The court said that while Farrugia said that their families did not talk between them, it found it very doubtful and unbelievable that in a small town like Dingli the people did not know that one of their own, someone who was apparently well known, had mental health problems so large that required him to spend time in recovery at Mt Carmel Hospital. "This applies even more too family and even more so when they live in the same locality."

It is pertinent to note that Ian Borg contests on the electoral district that includes Dingli and was also Mayor of the locality for a time.

"The court also finds it very difficult to believe that Ian Borg, who admitted to knowing Scicluna for around 18 years and knew of his problems with his family, could not then know of the state of his mental health."

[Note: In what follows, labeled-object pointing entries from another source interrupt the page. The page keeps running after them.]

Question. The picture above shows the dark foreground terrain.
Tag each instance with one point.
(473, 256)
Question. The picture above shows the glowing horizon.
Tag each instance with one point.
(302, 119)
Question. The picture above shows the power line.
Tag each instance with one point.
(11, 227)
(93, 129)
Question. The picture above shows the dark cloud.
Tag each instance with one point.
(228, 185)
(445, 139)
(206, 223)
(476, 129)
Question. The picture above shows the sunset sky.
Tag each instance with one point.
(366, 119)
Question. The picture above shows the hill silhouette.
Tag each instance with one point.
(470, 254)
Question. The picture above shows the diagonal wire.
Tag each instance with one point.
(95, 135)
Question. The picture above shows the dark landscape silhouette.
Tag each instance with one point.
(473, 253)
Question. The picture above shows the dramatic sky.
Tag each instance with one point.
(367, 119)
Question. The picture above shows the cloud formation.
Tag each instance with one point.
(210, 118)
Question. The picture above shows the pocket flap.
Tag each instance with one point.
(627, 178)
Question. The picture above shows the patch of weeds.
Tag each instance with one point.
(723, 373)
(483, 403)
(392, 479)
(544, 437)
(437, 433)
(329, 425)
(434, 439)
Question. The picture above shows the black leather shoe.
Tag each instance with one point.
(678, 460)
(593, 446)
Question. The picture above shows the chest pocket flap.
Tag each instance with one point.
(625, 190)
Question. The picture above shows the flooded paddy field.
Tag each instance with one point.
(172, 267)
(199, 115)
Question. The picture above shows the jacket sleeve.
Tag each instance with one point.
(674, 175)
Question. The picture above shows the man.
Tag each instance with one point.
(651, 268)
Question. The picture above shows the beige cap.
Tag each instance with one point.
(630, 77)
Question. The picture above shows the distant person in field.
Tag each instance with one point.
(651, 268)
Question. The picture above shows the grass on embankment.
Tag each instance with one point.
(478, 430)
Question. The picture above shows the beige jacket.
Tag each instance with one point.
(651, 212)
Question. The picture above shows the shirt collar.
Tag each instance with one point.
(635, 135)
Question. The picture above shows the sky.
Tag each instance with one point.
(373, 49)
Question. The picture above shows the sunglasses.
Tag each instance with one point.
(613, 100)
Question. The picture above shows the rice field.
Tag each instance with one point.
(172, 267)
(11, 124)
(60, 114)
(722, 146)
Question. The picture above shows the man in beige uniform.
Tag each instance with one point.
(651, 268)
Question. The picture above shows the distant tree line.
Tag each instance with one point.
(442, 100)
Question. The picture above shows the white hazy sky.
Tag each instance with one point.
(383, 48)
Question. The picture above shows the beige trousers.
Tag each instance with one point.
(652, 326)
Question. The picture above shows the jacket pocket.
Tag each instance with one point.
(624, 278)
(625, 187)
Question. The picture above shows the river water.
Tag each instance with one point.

The court said that, tied to Scicluna's mental health, is the fact that after weeks if not months of attempts to convince Scicluna to sell the property to Borg, in a single day "essentially the day when for some reason or other Scicluna finally decided to sell the land - Farrugia, Borg, Sammut and the notary managed to finalise the contract in less than 24 hours.

"Even if the court were to accept the best hypothesis, namely that there was nothing planned between Borg and the middlemen to put unjust pressure on Scicluna to sell the land against his will, the fact that Farrugia and Borg knew (and as the court already said it does not believe that they did not know) that they had a vulnerable individual before them who suddenly decided to sell his land for a price which the court did not find was at market value, it became imperative that they ascertained what his true wishes were, if need be with professional assistance, prior to him making that agreement."

The court found that the subject of the article in question merits public scrutiny and was in the public interest to be published.

The court said that the comments and the declarations made in the article, although two of them (with regards to Farrugia) were incorrect, were substantially the truth in the context of the whole article. The court also found that the article was honest opinion and cannot say that its publication was bad or that it intended to damage anyone.

The court decided that the article consisted of fair comment regarding an issue of public interest.

Lawyer Peter Fenech appeared on behalf of The Malta Independent.